E Natale Babbo? Dopo anni di opposizione e di rifiuti, si è gradualmente riconciliato con la figura paterna, ormai defunta da anni. E ben prima della sua morte hanno avuto modo di fare pace riconoscendosi il reciproco amore. Inoltre, dei tre figli è sta- to l’unico a proseguire l’attività commerciale del padre, venditore di tessuti pregiati in fiere del settore, che Natale è stato bravo a migliorare e ingrandire. Ha avuto successo personale e pubblico, ha compreso che il padre era stato senz’altro superficiale, ma è riuscito persino a trovare qualcosa di buono e saggio nel suo giocare con la vita, affrontando ogni cosa con leggerezza e provando a sorridere di tutto. Anzi, “Nomen omen”, ora che ha superato la cinquantina ha accettato fino in fondo il proprio destino. Si è fatta crescere una bella e folta barba bianca e si sottopone con pazienza, forse perfino con divertimento, alle innumerevoli richieste provenienti da grandi e piccini, da ottobre in poi. Babbo Natale di qua, Natale Babbo di là, tutti lo cercano e la sua fama va ben oltre il paese d’origine.

Io, a distanza di tanti anni, sono pure contento del mio lavoro.

Mi piace immaginare che, sebbene vi siano state poche sedute, esse non siano state del tutto infruttuose. Di fatto, è successo proprio quanto avevo suggerito. A cosa serve, infatti, essere arrabbiato tutta la vita con un genitore, anche se i torti e le ingiustizie subite sono reali? Pochi riconoscono che il gesto serve a liberare innanzitutto chi perdona e non è a vantaggio prevalente del perdonato. Ovviamente, un perdono, per essere effettivo e non una messinscena con finale a tarallucci e vino, deve prevedere una prima fase in cui avviene il riconoscimento, da parte di tutti, dell’entità reale di un danno. Avvenuto questo passaggio, e solo in seguito ad esso, chi ha subito un torto può elaborare una diversa rappresentazione di quanto avvenuto.

E quindi la vicenda ha una conclusione felice? Sono tutti contenti? Ne siete sicuri? Non volete forse sapere come si chiamano i due figli di Natale Babbo?

Se proprio desiderate conoscere come finisce la storia, prometto di svelarlo la prossima volta. Quando? Naturalmente, a babbo morto…

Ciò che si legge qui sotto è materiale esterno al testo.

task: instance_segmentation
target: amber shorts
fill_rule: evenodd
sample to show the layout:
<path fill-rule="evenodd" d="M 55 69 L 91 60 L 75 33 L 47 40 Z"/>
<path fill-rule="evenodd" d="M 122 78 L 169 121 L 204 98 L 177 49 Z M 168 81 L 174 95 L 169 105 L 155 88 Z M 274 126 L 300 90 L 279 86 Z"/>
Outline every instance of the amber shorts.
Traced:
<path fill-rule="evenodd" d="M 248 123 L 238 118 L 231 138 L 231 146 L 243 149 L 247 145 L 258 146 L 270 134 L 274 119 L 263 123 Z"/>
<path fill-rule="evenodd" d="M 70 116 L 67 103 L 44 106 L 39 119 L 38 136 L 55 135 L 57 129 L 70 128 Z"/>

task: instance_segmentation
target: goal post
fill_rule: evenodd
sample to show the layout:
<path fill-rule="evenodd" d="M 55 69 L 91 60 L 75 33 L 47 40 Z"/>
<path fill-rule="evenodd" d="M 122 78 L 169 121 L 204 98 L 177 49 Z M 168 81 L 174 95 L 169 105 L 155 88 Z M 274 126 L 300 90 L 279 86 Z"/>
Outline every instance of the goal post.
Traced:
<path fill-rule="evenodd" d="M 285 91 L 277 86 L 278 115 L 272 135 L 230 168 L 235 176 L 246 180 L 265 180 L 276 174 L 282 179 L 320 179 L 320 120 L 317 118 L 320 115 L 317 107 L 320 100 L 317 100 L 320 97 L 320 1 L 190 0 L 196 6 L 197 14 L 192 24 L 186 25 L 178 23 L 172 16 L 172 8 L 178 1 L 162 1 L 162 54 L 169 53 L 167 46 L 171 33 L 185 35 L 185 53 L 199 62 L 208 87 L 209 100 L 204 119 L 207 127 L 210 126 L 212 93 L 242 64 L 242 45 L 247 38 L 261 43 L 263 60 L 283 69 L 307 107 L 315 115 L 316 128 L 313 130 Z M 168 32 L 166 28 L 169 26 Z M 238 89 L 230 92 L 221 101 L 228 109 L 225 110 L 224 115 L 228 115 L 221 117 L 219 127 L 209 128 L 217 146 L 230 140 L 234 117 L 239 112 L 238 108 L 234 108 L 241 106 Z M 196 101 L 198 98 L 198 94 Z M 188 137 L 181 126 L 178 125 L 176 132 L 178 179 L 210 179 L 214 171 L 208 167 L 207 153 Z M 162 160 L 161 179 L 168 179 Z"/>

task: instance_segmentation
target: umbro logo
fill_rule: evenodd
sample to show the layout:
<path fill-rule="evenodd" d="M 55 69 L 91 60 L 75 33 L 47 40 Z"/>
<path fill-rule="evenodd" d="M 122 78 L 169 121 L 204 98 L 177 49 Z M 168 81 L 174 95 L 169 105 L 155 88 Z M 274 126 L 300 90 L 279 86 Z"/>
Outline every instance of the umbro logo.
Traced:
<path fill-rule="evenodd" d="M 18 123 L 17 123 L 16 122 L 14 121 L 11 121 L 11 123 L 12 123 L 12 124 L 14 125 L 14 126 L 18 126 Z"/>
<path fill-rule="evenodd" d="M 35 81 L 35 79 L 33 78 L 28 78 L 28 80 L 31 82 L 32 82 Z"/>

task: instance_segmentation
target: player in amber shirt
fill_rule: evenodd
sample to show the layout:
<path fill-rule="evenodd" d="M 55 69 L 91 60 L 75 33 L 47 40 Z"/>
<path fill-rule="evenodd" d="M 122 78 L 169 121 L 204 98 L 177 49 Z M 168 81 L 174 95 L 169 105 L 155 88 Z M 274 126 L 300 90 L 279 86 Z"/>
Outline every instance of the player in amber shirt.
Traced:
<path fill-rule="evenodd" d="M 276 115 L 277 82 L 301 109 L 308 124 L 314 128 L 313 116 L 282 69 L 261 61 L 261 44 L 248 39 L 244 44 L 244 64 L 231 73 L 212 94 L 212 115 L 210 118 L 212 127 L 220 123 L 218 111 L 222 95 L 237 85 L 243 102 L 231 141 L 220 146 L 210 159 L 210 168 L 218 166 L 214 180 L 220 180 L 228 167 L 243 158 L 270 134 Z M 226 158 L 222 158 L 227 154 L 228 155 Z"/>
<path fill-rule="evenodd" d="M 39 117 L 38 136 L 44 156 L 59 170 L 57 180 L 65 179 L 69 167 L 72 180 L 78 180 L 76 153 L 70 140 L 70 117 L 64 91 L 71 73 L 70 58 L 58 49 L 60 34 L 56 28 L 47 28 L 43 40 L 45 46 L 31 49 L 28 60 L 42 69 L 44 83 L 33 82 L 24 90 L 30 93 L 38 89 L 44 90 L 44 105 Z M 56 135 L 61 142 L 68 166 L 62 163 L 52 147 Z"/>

P.S.: Il racconto è di pura fantasia. Ogni eventuale riferimento a persone reali è assolutamente casuale e involontario. Nessun mio familiare si chiama Vito, di nome, sebbene diversi siano Vito, di cognome. Inoltre, nello scrivere queste pagine, nessun pupazzo di Babbo Natale è stato maltrattato. Nemmeno quelli orribili che si arrampicano sui balconi.

 

Tratto dall’antologia “Racconti per una vigilia”, curata da Alfredo Divenuto
e pubblicato da La Valle del Tempo, dicembre 2023.